Food Not Bombs

Tucson resident Keith McHenry, 45, is a co-founder of Food Not Bombs. We're not talking about just the eight-member Tucson chapter; we're talking about the entire organization. The 45-year-old freelance graphic designer artist, who's called Tucson home for about three years, has been cited and/or arrested four times within the last six weeks or so while protesting, giving out literature or serving free food. He was cited for assault and criminal damage at the March 20 anti-war protest, and arrested--spending a night at the Pima County Jail--on March 22 for disturbing the peace at the Fourth Avenue Street Fair. This is nothing new for him, however; he's been arrested more than 130 times, he claims. He also says he's been told he'll be thrown right back in the pokey if he shows up to any more protests.

How was your Saturday night in jail?

Horrible. It reminded me of when I was facing Three Strikes in California. It brought back that whole dread of being in jail. Also, I have fibromyalgia, and it aggravated that, so I couldn't sleep. I couldn't eat the food, either.

You were facing the Three Strikes law in California?

Yeah, I was the first white person to face the California Three Strikes law, which would have put me in prison for 25 years to life. The first strike was when I was assaulted by (former San Francisco Mayor Frank Jordan's) community liaison and charged with assault, battery and strong-arm robbery. The second was assault with a deadly weapon after (San Francisco) Supervisor Barbara Kaufman's aide slammed a door on a friend of mine. The glass broke and it cut my hand. They claimed the glass was a deadly weapon and that it was supposed to have been propelled into the neck of the aide. The third was possession of stolen property. We borrowed milk crates from a vegetarian restaurant to use as tables while we served food.

Were you convicted for any of this?

No. After spending six months in jail, I bailed out. Amnesty International instituted a worldwide campaign to free me. The United Nations started pressing the United States to end the campaign of terror against us. Eventually, the city (of San Francisco) offered to drop the Three Strikes if I agreed to plead guilty to a charge of disrupting a police commission meeting, so I pled guilty.
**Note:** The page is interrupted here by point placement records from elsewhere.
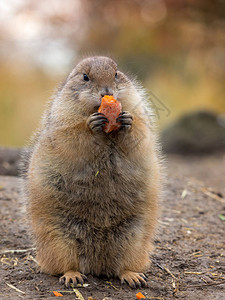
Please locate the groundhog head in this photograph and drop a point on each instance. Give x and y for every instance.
(90, 80)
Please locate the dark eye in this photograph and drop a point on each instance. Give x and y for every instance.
(85, 77)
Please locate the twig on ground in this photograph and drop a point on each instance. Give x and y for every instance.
(202, 285)
(13, 287)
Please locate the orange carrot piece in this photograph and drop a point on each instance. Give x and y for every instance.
(111, 108)
(57, 294)
(140, 295)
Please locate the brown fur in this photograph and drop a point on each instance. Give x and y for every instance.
(92, 196)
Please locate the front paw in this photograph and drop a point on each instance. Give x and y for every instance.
(96, 122)
(125, 119)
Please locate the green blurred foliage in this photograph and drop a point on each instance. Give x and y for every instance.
(176, 48)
What brought you to Tucson?

I was living in Kansas City, Mo. My father got a lifetime achievement award for being a park ranger at the Tucson Convention Center. My wife at the time and I had been wanting to move to the Southwest, and I thought, "Wow, Tucson is a really great place." Plus, one of my best friends lives here. I became convinced of what was really cool about Tucson.

What is really cool about Tucson?

The Sonoran Desert is one of the aspects of it. Also, the activist community is very good and really large compared to cities of this size. It's a really close, loving community.

Tell me what happened March 20 at the anti-war rally downtown.

When the protest was winding down about 7:30 p.m., seven Marines--they weren't in uniform but wearing Marine T-shirts--from the recruitment center on Speedway Boulevard came stomping into the crowd. They were yelling, "You fucking communists! Go home! The protest is over! Go watch CNN!" The Marines started pushing people around. One with a bullhorn came up and started screaming stuff behind me, on the edge of a fountain. I stood up and tried to back out of the way, and he stepped back and fell into the fountain. His bullhorn sank. He climbed out and tried to use it, but it wouldn't work, so he ran over to the police and demanded they charge me with assault. I was hauled off to the side by five or six officers and insulted for about 20-30 minutes. Then they gave me a ticket for assault and criminal damage.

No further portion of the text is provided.